LR brown brush point F Scales, 197 (date partially illegible)
Verso yellow gallery label Ron O’Reilly (owner address) Helen F V Scales, House and Plum Trees, 1968,
Verso pencil on stretcher (not in artist's hand) Helen Flora Scales, House and Plum Trees, 1972 scratched out, oil c1968, purchased Dec 1974 273mm x 352mm
Verso biro (not in artist's hand) Full size 273mm x 352mm
Purchased by Ron O’Reilly [Librarian, Canterbury Public Library, Christchurch, New Zealand, 1951 -1968] from the artist, 1974
Private sale, Auckland, New Zealand, c1980
Private Collection
Auckland, New Zealand
Title supplied by the artist to original owner, 1974. Date on the painting partially illegible. The mark after 19 is approximately >, which is more readily interpreted as a seven than a six, and the fourth mark appears as merely a drop of paint. By July 1972, Scales had arrived in New Zealand and was living at 159 York Place, Dunedin, New Zealand.
The central V-shape of the forked tree trunk is reminiscent of the ship's rigging seen in Scales's work of the 1920s [Shipping, Wellington Harbour] [BC128]]. It also brings to mind the agaves of the 1930s [Untitled [Mediterranean Scene] 1 [BC016]] and the derricks of the 1950s [Untitled [Mousehole Cornwall 2] [BC029]], in which this shape becomes a tool for her construction of dynamic pictorial space.
The V-shapes of the agaves, trees and derricks, significant elements in her work during and after the 1930s, begin to form the vocabulary of her Modernist work following Hans Hofmann's instruction to do away with single-point perspective.
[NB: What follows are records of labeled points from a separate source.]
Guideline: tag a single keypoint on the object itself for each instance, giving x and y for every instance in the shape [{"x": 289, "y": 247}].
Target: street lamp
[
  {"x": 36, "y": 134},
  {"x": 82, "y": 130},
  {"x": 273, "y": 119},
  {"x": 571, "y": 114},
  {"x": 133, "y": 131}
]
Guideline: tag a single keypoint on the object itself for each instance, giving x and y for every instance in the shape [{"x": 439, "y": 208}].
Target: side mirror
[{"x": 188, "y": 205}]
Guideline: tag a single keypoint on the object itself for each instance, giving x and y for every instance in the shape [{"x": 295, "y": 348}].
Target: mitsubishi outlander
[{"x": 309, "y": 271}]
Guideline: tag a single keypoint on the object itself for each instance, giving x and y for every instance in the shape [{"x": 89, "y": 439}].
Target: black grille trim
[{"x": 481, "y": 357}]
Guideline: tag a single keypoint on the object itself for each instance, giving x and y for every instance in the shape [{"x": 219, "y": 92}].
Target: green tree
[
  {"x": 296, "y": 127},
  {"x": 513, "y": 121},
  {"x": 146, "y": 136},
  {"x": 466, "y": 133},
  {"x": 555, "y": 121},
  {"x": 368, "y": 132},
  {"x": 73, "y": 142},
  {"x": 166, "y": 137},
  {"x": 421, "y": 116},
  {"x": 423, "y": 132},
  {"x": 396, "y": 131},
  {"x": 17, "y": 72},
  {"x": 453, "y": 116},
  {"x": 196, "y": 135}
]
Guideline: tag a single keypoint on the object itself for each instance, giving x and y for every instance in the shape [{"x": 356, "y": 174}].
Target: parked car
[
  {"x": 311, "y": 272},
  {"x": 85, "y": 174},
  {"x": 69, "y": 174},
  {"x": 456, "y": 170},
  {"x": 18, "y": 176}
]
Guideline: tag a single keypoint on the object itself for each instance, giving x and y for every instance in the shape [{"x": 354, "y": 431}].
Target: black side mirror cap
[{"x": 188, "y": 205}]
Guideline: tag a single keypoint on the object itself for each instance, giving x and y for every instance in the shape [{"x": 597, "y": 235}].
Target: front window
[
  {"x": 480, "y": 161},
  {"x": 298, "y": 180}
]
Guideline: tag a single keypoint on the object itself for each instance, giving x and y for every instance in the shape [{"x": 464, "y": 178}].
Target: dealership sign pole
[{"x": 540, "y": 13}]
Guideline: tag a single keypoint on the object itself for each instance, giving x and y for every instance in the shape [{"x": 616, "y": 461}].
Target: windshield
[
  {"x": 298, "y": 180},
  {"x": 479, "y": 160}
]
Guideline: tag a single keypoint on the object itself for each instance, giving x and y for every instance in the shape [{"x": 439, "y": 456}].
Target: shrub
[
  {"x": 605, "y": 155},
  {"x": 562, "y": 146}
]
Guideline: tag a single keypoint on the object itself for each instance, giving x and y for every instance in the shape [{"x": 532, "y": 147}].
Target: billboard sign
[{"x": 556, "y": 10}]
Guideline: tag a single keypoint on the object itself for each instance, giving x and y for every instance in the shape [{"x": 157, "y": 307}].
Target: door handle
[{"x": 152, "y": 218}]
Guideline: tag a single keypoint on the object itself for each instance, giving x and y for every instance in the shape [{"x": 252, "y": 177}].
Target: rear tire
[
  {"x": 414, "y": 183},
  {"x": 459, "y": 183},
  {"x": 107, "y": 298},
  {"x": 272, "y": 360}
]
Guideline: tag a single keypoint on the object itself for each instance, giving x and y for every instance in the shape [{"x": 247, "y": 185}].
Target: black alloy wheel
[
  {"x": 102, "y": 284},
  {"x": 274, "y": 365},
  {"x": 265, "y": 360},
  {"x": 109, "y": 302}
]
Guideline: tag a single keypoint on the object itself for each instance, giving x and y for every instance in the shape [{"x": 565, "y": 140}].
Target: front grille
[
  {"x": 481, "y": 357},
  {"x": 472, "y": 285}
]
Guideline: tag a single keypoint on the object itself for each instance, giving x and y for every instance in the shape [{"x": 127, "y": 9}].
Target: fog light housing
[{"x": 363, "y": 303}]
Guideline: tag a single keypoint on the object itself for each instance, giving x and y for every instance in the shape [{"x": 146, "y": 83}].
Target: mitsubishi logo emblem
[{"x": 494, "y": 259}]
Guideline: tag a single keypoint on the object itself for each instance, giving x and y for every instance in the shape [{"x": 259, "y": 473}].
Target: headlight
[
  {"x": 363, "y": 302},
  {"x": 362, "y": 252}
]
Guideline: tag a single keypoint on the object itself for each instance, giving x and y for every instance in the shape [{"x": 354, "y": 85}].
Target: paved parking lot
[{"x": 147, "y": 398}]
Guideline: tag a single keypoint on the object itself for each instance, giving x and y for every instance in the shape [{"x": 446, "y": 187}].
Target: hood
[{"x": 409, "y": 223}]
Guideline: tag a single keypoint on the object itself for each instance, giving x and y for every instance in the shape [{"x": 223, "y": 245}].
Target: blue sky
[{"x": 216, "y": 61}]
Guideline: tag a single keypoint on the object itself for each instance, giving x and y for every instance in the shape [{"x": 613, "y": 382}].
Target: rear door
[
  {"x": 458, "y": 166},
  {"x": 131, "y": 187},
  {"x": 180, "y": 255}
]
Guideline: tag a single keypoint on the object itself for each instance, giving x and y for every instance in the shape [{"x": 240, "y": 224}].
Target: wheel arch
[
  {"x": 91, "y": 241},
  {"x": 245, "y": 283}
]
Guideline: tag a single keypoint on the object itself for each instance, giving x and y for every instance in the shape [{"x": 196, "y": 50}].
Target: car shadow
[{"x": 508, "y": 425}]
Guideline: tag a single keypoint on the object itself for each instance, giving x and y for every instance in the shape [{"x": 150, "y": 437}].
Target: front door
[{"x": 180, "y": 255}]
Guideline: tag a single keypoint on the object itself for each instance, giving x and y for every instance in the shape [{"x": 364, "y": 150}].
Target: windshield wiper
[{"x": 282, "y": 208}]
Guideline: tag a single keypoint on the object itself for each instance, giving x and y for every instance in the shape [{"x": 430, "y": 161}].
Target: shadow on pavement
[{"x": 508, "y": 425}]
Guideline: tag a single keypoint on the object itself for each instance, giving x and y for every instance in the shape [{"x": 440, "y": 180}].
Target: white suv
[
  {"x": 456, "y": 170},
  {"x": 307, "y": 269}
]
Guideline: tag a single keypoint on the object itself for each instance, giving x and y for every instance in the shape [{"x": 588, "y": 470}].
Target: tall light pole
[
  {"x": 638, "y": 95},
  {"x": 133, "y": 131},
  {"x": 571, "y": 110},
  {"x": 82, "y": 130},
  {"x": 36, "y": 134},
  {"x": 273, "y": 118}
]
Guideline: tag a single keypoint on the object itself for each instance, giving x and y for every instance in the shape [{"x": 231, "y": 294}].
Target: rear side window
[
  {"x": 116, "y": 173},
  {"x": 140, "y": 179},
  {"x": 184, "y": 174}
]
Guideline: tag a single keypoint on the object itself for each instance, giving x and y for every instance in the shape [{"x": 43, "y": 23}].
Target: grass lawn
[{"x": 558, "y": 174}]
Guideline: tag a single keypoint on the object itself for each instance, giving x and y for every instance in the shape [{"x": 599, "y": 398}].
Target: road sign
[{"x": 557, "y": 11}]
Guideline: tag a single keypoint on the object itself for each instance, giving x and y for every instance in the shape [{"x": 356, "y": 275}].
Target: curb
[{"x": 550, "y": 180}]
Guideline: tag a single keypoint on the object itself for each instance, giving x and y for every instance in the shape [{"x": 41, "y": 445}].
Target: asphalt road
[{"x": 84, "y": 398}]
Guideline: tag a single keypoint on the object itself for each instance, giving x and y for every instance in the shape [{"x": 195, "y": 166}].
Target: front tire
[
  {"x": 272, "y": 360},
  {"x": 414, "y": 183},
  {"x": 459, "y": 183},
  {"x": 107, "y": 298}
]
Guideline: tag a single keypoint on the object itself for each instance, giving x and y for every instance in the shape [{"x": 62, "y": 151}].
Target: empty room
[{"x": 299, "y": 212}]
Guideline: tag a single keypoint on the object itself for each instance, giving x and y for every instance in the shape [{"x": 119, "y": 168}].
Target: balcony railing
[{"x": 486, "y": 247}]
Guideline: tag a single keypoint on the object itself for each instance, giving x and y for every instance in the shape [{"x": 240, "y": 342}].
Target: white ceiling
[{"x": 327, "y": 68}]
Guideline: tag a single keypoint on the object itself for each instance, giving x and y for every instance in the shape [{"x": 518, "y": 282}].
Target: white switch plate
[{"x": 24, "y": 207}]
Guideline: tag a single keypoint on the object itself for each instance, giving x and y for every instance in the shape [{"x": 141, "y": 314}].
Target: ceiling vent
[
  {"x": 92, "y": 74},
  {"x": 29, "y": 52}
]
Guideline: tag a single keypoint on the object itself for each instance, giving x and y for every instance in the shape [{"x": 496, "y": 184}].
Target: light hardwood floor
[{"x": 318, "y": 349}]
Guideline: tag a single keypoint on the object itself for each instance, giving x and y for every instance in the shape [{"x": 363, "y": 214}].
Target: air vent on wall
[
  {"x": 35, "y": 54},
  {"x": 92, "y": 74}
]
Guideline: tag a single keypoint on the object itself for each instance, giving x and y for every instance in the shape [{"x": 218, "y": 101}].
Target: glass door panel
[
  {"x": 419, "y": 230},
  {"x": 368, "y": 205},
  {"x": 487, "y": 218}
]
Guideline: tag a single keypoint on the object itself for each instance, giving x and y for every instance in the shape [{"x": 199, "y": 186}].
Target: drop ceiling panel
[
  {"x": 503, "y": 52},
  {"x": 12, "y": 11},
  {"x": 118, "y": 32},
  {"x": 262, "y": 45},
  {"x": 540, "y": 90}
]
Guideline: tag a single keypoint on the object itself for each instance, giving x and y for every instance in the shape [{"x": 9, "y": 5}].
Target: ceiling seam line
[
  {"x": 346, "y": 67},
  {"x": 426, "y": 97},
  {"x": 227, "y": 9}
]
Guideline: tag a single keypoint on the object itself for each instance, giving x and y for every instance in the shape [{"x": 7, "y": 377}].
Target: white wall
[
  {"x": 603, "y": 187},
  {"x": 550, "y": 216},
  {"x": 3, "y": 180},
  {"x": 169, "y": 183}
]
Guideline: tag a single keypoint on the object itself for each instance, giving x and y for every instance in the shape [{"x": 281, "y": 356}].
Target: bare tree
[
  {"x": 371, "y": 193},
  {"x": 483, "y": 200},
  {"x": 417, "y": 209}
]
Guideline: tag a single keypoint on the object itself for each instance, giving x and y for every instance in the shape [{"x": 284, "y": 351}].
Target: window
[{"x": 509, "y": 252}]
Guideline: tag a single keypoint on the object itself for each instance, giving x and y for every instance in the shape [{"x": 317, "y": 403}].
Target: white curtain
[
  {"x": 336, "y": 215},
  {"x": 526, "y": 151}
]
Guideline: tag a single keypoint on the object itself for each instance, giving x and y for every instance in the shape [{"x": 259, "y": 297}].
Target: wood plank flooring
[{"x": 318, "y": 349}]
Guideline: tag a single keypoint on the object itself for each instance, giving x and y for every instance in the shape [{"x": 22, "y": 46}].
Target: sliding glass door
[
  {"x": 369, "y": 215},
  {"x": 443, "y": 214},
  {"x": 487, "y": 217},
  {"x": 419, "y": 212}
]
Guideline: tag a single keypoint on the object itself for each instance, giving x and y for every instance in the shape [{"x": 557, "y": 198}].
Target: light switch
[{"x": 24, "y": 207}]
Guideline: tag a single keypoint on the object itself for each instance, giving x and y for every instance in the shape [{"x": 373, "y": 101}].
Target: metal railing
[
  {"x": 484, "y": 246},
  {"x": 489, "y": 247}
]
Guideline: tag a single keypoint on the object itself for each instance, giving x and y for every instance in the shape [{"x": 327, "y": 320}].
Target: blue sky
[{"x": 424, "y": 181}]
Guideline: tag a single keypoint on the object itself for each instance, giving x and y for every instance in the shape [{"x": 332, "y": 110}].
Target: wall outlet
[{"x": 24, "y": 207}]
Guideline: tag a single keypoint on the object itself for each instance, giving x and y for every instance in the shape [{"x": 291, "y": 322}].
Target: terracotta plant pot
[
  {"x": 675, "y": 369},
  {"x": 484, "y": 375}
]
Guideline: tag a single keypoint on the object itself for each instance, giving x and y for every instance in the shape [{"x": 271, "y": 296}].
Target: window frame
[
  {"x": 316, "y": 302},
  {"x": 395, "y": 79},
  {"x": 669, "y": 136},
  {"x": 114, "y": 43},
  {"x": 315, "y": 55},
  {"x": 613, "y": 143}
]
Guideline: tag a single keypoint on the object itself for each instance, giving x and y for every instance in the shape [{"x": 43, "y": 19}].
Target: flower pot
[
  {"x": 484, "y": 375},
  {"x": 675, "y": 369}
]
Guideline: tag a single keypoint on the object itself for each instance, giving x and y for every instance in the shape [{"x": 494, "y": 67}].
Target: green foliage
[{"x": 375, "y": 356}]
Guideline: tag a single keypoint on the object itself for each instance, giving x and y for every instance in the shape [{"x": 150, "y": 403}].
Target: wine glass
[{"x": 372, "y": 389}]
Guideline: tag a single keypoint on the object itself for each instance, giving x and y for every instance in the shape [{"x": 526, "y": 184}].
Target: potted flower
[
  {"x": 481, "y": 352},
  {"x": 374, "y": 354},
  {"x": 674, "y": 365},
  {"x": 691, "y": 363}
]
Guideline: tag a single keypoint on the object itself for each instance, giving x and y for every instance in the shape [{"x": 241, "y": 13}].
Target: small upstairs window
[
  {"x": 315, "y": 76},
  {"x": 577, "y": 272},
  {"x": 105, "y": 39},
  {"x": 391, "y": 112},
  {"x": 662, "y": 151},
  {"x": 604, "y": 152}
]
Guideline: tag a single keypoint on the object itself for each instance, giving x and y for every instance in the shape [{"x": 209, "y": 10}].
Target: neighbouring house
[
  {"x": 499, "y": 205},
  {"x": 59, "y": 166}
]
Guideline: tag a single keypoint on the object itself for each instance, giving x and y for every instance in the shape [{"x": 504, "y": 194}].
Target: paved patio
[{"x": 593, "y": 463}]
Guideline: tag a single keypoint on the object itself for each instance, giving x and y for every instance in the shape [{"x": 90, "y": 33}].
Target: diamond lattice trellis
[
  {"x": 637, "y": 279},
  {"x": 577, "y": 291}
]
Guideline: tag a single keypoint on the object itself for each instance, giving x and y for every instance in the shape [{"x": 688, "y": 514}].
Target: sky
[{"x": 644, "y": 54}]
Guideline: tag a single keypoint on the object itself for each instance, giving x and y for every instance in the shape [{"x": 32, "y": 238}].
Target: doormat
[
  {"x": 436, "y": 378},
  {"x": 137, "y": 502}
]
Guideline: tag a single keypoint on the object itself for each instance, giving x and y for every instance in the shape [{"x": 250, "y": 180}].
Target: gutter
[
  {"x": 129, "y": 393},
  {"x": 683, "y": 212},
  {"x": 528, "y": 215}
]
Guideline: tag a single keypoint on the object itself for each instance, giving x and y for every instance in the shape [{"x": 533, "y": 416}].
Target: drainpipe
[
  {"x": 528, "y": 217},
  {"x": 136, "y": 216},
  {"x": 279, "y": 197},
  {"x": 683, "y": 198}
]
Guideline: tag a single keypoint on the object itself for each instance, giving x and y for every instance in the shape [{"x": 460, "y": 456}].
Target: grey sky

As well as the equilibrium established by the balanced vanes of the V-shape, there is also an immanent sense of movement. Hofmann said, "We have to experience the object as vital in her existence in space" (Dickey, Tina, Color Creates Light: Studies with Hans Hofmann, Trillistar Books, Canada, 2011, pg 27). Hofmann explained that volumes revolve on their axes to create a sense of movement and counter-movement, which animates and gives depth to the flat surface of the picture plane.
Scales's use and manipulation of the V-shape is one of several examples in her work which demonstrate the way she assimilated, and made her own, the teachings of Hans Hofmann. This example in particular shows her personal interpretation, without imitation, of his theories about the creation of plastic space, which were crucial to the development of her modernism.